UNASSIGNED: HECS possesses antinociceptive activity which is mediated via opioidergic, cholinergic and GABAergic pathways.
摘要:
■Cynarascolymus具有生物活性成分,已用于治疗作用。本研究旨在研究C.scolymus(HECS)的乙醇提取物的镇痛作用的潜在机制。
■通过50、100和200mg/kg剂量的福尔马林和乙酸诱导的扭体试验,腹膜内评估了HECS的抗伤害感受活性。此外,纳洛酮(非选择性阿片受体拮抗剂,2mg/kg),阿托品(非选择性毒蕈碱受体拮抗剂,1mg/kg),扑尔敏(组胺HH1受体拮抗剂,20mg/kg),西咪替丁(组胺H2受体拮抗剂,12.5mg/kg),氟马西尼(GABAA/BDZ受体拮抗剂,5mg/kg)和赛庚啶(5-羟色胺受体拮抗剂,4mg/kg)用于确定与HECS诱导的镇痛有关的系统。HECS对运动活动的影响通过旷场试验进行。测定总酚含量(TPC)和总黄酮含量(TFC)。采用2,2-二苯基-1-吡啶酰肼(DPPH)自由基清除试验进行抗氧化活性评价。
■HECS(50、100和200mg/kg)显着表明对福尔马林和乙酸引起的疼痛相关行为的剂量依赖性抗伤害感受活性(P<0.001)。用纳洛酮预处理,阿托品和氟马西尼可显著逆转HECS诱导的镇痛作用。不受扑尔敏影响的HECS的伤害感受作用,西咪替丁和赛庚啶。运动活动不受HECS影响。HECS的TPC和TFC为59.49±5.57mgGAE/g干提取物和93.39±17.16mgRE/g干提取物,分别。HECS的DPPH自由基清除活性(IC50)为161.32±0.03μg/mL。
■HECS具有抗伤害感受活性,该活性是通过opiopideric介导的,胆碱能和GABA能途径。
■通过50、100和200mg/kg剂量的福尔马林和乙酸诱导的扭体试验,腹膜内评估了HECS的抗伤害感受活性。此外,纳洛酮(非选择性阿片受体拮抗剂,2mg/kg),阿托品(非选择性毒蕈碱受体拮抗剂,1mg/kg),扑尔敏(组胺HH1受体拮抗剂,20mg/kg),西咪替丁(组胺H2受体拮抗剂,12.5mg/kg),氟马西尼(GABAA/BDZ受体拮抗剂,5mg/kg)和赛庚啶(5-羟色胺受体拮抗剂,4mg/kg)用于确定与HECS诱导的镇痛有关的系统。HECS对运动活动的影响通过旷场试验进行。测定总酚含量(TPC)和总黄酮含量(TFC)。采用2,2-二苯基-1-吡啶酰肼(DPPH)自由基清除试验进行抗氧化活性评价。

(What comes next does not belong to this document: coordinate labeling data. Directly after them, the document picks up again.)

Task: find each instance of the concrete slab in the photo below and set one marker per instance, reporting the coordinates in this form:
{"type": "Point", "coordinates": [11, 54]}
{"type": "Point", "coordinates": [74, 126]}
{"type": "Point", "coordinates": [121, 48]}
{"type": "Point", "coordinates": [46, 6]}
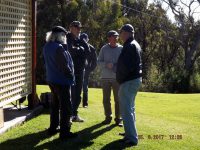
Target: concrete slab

■HECS(50、100和200mg/kg)显着表明对福尔马林和乙酸引起的疼痛相关行为的剂量依赖性抗伤害感受活性(P<0.001)。用纳洛酮预处理,阿托品和氟马西尼可显著逆转HECS诱导的镇痛作用。不受扑尔敏影响的HECS的伤害感受作用,西咪替丁和赛庚啶。运动活动不受HECS影响。HECS的TPC和TFC为59.49±5.57mgGAE/g干提取物和93.39±17.16mgRE/g干提取物,分别。HECS的DPPH自由基清除活性(IC50)为161.32±0.03μg/mL。
■HECS具有抗伤害感受活性,该活性是通过opiopideric介导的,胆碱能和GABA能途径。